All living beings carry out exchanges of matter and energy with the environment around them, producing modifications in the support or terrain as well as in other beings with which they interact.
What does the pollination process consist of?Many times we have asked ourselves how nature maintains a fair balance between the parts and how some natural processes develop. Are there fundamental elements for the development of life? To give a possible answer, we will go into one of the most important processes in nature: pollination.
Plants and pollinators have been evolving and working together for millions of years, making it the clearest example of mutualism in nature. Food or protection for their offspring are some of the rewards that pollinating agents can obtain from plants, while the latter manage to multiply and produce both fruit and seeds.

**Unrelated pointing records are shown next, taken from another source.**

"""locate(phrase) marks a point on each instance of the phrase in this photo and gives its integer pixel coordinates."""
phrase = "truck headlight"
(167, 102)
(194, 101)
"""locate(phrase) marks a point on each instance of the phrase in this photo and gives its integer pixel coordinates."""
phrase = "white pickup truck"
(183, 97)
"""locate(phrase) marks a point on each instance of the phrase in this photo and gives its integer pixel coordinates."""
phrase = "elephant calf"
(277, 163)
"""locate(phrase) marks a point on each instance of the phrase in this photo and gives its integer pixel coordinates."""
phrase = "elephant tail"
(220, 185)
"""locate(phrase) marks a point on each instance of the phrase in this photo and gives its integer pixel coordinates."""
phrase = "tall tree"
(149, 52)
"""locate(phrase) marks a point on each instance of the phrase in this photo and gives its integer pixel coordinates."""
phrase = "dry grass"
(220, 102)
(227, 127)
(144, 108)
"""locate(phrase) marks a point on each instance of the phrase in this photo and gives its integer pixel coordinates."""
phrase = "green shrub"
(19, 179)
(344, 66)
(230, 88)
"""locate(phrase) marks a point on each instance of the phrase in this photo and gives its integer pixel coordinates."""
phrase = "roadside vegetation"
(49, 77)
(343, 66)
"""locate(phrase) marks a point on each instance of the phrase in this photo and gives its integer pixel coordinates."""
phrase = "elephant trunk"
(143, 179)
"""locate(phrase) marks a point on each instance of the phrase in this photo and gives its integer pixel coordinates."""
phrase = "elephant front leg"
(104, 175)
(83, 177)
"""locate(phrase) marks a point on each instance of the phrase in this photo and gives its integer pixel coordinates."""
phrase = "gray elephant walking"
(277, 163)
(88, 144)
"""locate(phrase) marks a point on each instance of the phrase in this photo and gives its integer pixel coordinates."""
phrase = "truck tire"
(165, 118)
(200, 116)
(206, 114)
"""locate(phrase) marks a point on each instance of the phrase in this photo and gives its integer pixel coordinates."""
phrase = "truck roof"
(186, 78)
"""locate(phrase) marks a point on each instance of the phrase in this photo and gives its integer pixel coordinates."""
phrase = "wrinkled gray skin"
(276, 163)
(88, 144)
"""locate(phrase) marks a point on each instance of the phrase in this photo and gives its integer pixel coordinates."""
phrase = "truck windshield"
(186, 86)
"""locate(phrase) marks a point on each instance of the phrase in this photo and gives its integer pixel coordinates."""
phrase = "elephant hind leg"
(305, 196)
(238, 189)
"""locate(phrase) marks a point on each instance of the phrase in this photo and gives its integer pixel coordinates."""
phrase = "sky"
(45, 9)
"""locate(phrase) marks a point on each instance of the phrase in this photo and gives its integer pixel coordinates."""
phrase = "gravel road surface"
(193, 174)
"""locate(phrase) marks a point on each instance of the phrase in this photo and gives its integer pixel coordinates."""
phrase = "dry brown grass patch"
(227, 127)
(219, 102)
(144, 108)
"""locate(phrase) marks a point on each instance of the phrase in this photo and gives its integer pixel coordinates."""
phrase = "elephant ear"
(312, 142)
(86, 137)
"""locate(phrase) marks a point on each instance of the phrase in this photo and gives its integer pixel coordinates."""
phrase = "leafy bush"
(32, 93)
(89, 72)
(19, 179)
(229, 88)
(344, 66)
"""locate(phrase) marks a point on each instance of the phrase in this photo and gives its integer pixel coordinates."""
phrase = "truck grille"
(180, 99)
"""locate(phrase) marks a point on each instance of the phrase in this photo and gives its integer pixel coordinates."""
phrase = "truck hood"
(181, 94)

When describing pollination, it is essential to stress that it is responsible for allowing the fertilization of plants and also the biological interaction that arouses most interest in the natural world. This is how the Food and Agriculture Organization of the United Nations summarizes it: (pollination) directly relates wild ecosystems to agricultural production systems. The vast majority of species of phanerogamous plants only produce seeds if the pollinating animals have previously transported pollen from the anthers to the stigmas of their flowers. If this service were not performed, many species and ecosystem processes connected to each other would cease to exist.
How is the pollination process carried out?
The pollination task consists of allowing the production of seeds and fruits through the germination and fertilization of the flower's eggs. This is possible by transferring the pollen from the stamen (male reproductive organ) to the stigma -or receptive part of the flowers in the angiosperms-, where the mentioned fertilization takes place, which, consequently, will cause the flower's pistil to become a fruit and the eggs to become seeds.
What is the importance of the pollination process?
Why do we say that pollination is so important? Because, without this service, many of the processes and species that maintain a link between them within an ecosystem would not exist. And the best thing for us is that it is a completely free and highly profitable service.
There is a wide variety of pollinating agents that considerably enrich the natural system. The 25,000 to 30,000 species of bees, in addition to moths, flies, wasps, beetles and butterflies, represent the majority of effective pollinating species. Among the vertebrates, there are bats, non-flying mammals (some species of monkeys, rodents, lemurs, squirrels, olingos and kinkajous, the latter two being carnivorous mammals); and birds (hummingbirds, sunbirds, certiolas and some species of parrots). The phrase "everything in excess is bad" does not apply here: the best guarantee of healthy pollination services is the abundance and diversity of pollinators.